Auch der Podcast selbst wirkt an dieser Stelle inkonsistent. Pauline von Pezold führt darin ein Gespräch mit Markus Motschmann, versucht, ihm auf den Zahn zu fühlen. In der Anmoderation stellt sie dabei zunächst fest, Motschmann bestreite, dass es sich um einen Hitlergruß gehandelt habe. Im Interview folgt dann jedoch dieser Austausch: Pezold: „Also, Sie finden, das kann man als Joke machen, so einen Hitlergruß?“ Motschmann: „Ja, ich mache Jokes, ohne dass mich in irgendeiner Weise interessiert, was die Political Correctness dazu sagt.“ Am Ende des Beitrags fasst Pezold das Gespräch mit den Worten zusammen: „Auch einen Hitlergruß zu machen, findet er in Ordnung.“
Laut Landesvorstand handelte es sich um einen symbolischen „Ritterschlag“
Der AfD-Landesvorstand weist den Vorwurf eines Hitlergrußes zurück. Nach seiner Darstellung zeigt das Foto einen symbolischen „Ritterschlag“ für Markus Motschmann. Auch Motschmann selbst vertritt diese Version, erklärt gegenüber der Jungen Freiheit, er habe auf der Grillfeier des AfD-Kreisverbands einen Mitgliedsantrag ausgefüllt.
Das Formular habe er an den stellvertretenden Landesvorsitzenden Hans-Thomas Tillschneider übergeben, woraufhin dieser vorgeschlagen habe: „Moment mal, unser Landesvorsitzender Martin Reichardt ist doch auch hier. Der kann daraus ein kleines Ritual machen.“ Daraufhin habe Reichardt gesagt, er wolle ihn aus Scherz zum Ritter schlagen: „Ich habe mich mit meinem Mitgliedsantrag hingekniet, und Reichardt hat mich mit einem imaginären Schwert zum Ritter geschlagen. Mit einem Hitlergruß hatte das absolut nichts zu tun. Das Ganze war eine scherzhafte Sache auf einem Grillfest, ein reiner Joke. Ich kann die Aufregung nicht verstehen“, sagt Motschmann zur Jungen Freiheit.
Ablehnung durch Meuthen soll erst Monate später erfolgt sein
Die Erklärungen vom Landesvorstand und von Reichardt selbst halten Frederik Schindler und Pauline von Pezold jedoch für unplausibel. Denn diese bringen den „Ritterschlag“ mit der Ablehnung durch Jörg Meuthen in Verbindung. Die Recherche der beiden Journalisten ergab allerdings, dass die Ablehnung des Antrags durch den damaligen Bundessprecher Meuthen erst Monate später erfolgte. Ein „Ritterschlag“ als Anspielung auf die spätere Ablehnung könne daher zu diesem Zeitpunkt noch nicht gemeint gewesen sein.

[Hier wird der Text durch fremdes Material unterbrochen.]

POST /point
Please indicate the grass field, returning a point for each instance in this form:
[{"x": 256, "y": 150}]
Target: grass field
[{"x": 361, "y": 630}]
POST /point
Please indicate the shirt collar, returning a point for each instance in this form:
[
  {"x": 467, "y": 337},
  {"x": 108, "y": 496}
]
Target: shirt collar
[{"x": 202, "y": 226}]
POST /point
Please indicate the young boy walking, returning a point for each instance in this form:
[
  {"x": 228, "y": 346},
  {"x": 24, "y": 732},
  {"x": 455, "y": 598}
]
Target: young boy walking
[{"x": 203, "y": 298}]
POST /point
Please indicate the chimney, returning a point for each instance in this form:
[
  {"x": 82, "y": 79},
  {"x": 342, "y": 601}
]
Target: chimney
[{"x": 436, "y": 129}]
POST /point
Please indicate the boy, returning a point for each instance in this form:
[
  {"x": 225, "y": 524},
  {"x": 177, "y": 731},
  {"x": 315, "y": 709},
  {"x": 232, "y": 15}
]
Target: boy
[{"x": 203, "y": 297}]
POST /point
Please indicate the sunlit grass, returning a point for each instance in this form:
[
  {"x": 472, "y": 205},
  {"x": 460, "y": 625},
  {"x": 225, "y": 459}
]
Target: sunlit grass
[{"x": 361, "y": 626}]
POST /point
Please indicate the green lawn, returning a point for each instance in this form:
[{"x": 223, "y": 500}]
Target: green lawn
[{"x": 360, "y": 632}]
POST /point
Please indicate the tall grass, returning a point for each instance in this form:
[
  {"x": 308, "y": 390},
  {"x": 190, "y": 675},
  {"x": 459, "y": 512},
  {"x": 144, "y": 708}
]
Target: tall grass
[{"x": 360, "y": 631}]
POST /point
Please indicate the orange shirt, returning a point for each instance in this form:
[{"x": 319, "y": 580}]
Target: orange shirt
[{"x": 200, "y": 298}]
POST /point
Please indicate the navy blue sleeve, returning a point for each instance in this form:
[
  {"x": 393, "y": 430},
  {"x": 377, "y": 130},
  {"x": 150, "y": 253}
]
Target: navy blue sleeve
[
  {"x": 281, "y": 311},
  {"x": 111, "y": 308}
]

Als weiteres Indiz gegen Reichardt führen Schindler und Pezold ein anderes Verfahren an: Gegen den AfD-Bundestagsabgeordneten Matthias Moosdorf wird wegen des Verdachts des Verwendens von Kennzeichen verfassungswidriger Organisationen ermittelt. Nach Darstellung der Ermittlungsbehörden soll Moosdorf Martin Reichardt im Bundestag mit einem Hitlergruß begrüßt haben. Ob und inwieweit dieser Vorwurf Rückschlüsse auf die Einordnung des Fotos aus dem Jahr 2020 zulässt, bleibt jedoch eine Frage der Bewertung.